# Cartesian Product


## Cartesian Product

So far we have restricted ourselves to operators that operate on one table at a time.  This is logical in the sense that our operators create relations!  However, we know that a typical database contains many tables, which in fact may be related.  So, how do we do queries using mulitple tables?  

The first step toward applying the operators we have learned about so far to multiple tables is to merge the tables together   We do this using the cartesian product.   A cartesian product creates one table out of two tables by creating every possible combination of each row in table A with each row in table B, forming a new relation with A+B columns, and A*B rows!

![](cartprod1.png)


Of course this can create an **enormous** table, so the cartesian product is always followed by a query where we limit the number of rows by comparing a column in relation A against a column in relation B.

![](cartprod2.png)


# Natural Join

The natural join or ``njoin`` operator takes the pattern of cartesian product followed by query, and wraps it all into one operation subject to the following:

* The query condition tests for equality
* The query condition of equality applies to all columns with the same name in both relations.

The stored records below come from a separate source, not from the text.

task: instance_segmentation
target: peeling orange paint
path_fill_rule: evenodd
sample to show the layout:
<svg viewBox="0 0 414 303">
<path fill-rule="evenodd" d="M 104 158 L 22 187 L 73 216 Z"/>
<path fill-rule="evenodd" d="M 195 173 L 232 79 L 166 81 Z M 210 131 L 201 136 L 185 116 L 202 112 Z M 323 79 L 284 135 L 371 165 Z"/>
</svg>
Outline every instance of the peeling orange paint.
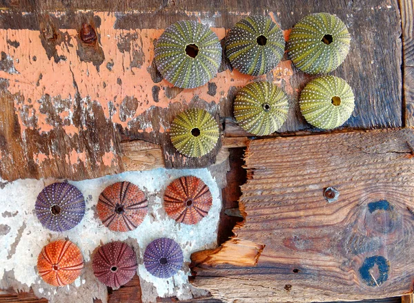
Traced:
<svg viewBox="0 0 414 303">
<path fill-rule="evenodd" d="M 206 12 L 186 13 L 188 16 L 199 17 Z M 228 13 L 239 16 L 249 14 L 239 12 Z M 64 13 L 57 12 L 56 14 L 61 16 Z M 22 138 L 24 138 L 26 129 L 34 127 L 34 123 L 40 133 L 50 132 L 55 127 L 49 116 L 50 111 L 41 110 L 46 102 L 46 94 L 50 96 L 48 102 L 50 102 L 57 112 L 58 105 L 61 106 L 61 100 L 67 101 L 67 105 L 63 109 L 59 109 L 59 116 L 63 121 L 63 128 L 66 133 L 72 137 L 79 134 L 80 130 L 73 125 L 72 121 L 77 94 L 83 100 L 97 102 L 101 106 L 106 118 L 128 128 L 130 121 L 151 106 L 166 108 L 175 102 L 188 104 L 196 96 L 208 103 L 219 104 L 221 98 L 227 96 L 231 87 L 244 86 L 257 79 L 266 80 L 266 75 L 253 77 L 242 74 L 235 70 L 231 72 L 227 70 L 218 73 L 210 81 L 217 85 L 215 96 L 208 94 L 208 85 L 206 84 L 200 87 L 184 90 L 174 98 L 169 98 L 166 88 L 173 85 L 165 80 L 155 83 L 148 72 L 154 59 L 154 42 L 164 30 L 115 29 L 114 25 L 117 18 L 114 13 L 98 12 L 95 15 L 101 19 L 101 25 L 97 28 L 97 32 L 100 36 L 99 45 L 105 58 L 99 70 L 92 63 L 80 60 L 77 53 L 79 48 L 77 39 L 78 32 L 75 29 L 59 29 L 65 41 L 56 45 L 56 51 L 58 56 L 66 59 L 58 63 L 55 61 L 54 58 L 48 58 L 39 30 L 0 30 L 0 51 L 6 52 L 13 60 L 17 71 L 12 73 L 0 71 L 0 78 L 8 80 L 8 90 L 11 94 L 23 97 L 16 98 L 14 102 Z M 210 17 L 214 19 L 217 16 L 219 12 L 216 12 Z M 275 22 L 274 14 L 270 12 L 269 16 Z M 208 23 L 210 20 L 203 19 L 203 23 Z M 228 30 L 212 28 L 212 30 L 221 39 Z M 290 30 L 284 32 L 286 40 L 288 38 Z M 13 47 L 7 43 L 8 40 L 17 41 L 20 46 Z M 120 50 L 118 45 L 124 45 L 124 49 Z M 290 61 L 281 62 L 273 71 L 274 83 L 280 85 L 282 81 L 284 80 L 288 94 L 293 94 L 290 84 L 290 78 L 293 75 L 291 64 Z M 159 87 L 157 102 L 152 98 L 155 86 Z M 132 114 L 121 118 L 122 103 L 126 97 L 136 98 L 139 104 Z M 83 104 L 88 110 L 89 103 L 83 102 Z M 111 108 L 112 112 L 110 112 Z M 164 127 L 160 128 L 161 132 L 166 130 Z M 153 127 L 152 125 L 146 126 L 145 129 L 137 131 L 150 132 L 153 132 Z M 1 157 L 0 154 L 0 159 Z M 34 158 L 39 165 L 48 158 L 41 153 Z M 66 160 L 73 165 L 78 161 L 84 162 L 86 158 L 85 152 L 77 152 L 73 149 Z M 102 160 L 105 165 L 110 165 L 112 160 L 116 160 L 115 155 L 112 152 L 106 153 Z"/>
<path fill-rule="evenodd" d="M 102 156 L 103 165 L 111 166 L 112 161 L 116 161 L 115 155 L 112 152 L 106 152 Z"/>
</svg>

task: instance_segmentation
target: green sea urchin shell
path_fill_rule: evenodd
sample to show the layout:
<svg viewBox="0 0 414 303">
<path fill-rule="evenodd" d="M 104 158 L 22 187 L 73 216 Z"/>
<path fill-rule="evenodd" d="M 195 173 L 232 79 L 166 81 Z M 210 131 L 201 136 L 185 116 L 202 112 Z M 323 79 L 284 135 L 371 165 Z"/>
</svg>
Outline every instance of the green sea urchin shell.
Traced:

You can see this in the following diagram, where we have two relations.  Both have a column named C1.  
The resulting relation has a single C1 column where only the rows where C1 holds the same value in both relations.  The other values from the row are filled in with the values from the matching rows.

![](njoin.png)



In [8]:
import warnings
warnings.filterwarnings('ignore')

from reframe import Relation
r1 = Relation('/home/faculty/millbr02/pub/R1.csv',sep=',')
r2 = Relation('/home/faculty/millbr02/pub/R2.csv',sep=',')
r1

Unnamed: 0,C1,C2
0,1,A
1,2,B
2,3,C
3,5,D


In [9]:
r2

Unnamed: 0,C1,C3
0,7,E
1,3,F
2,1,J
3,2,L


In [10]:
r1.njoin(r2)

Unnamed: 0,C1,C2,C3
0,1,A,J
1,2,B,L
2,3,C,F


In [11]:
%load_ext sql

In [16]:
%sql postgresql://millbr02:@localhost/jtest

'Connected: millbr02@jtest'

In [18]:
%%sql

select * 
from r1 natural join r2


3 rows affected.


C1,C2,C3
1,A,J
2,B,L
3,C,F


To return to the cartesian product example, note that it is not 100% equivalent as the cartesian product retains and renames the second copy of column1.

In [27]:
%%sql

select * 
from r1, r2
where r1."C1" = r2."C1"

3 rows affected.


C1,C2,C1_1,C3
1,A,1,J
2,B,2,L
3,C,3,F


Now lets look at a more real example.  From our city and country tables we have a problem:

* the column name is in both relations, but means different things
* the column population is in both relations but means different things
* the column we would like to join on is the countrycode column, but it is called code in the country relation and countrycode in the city relation.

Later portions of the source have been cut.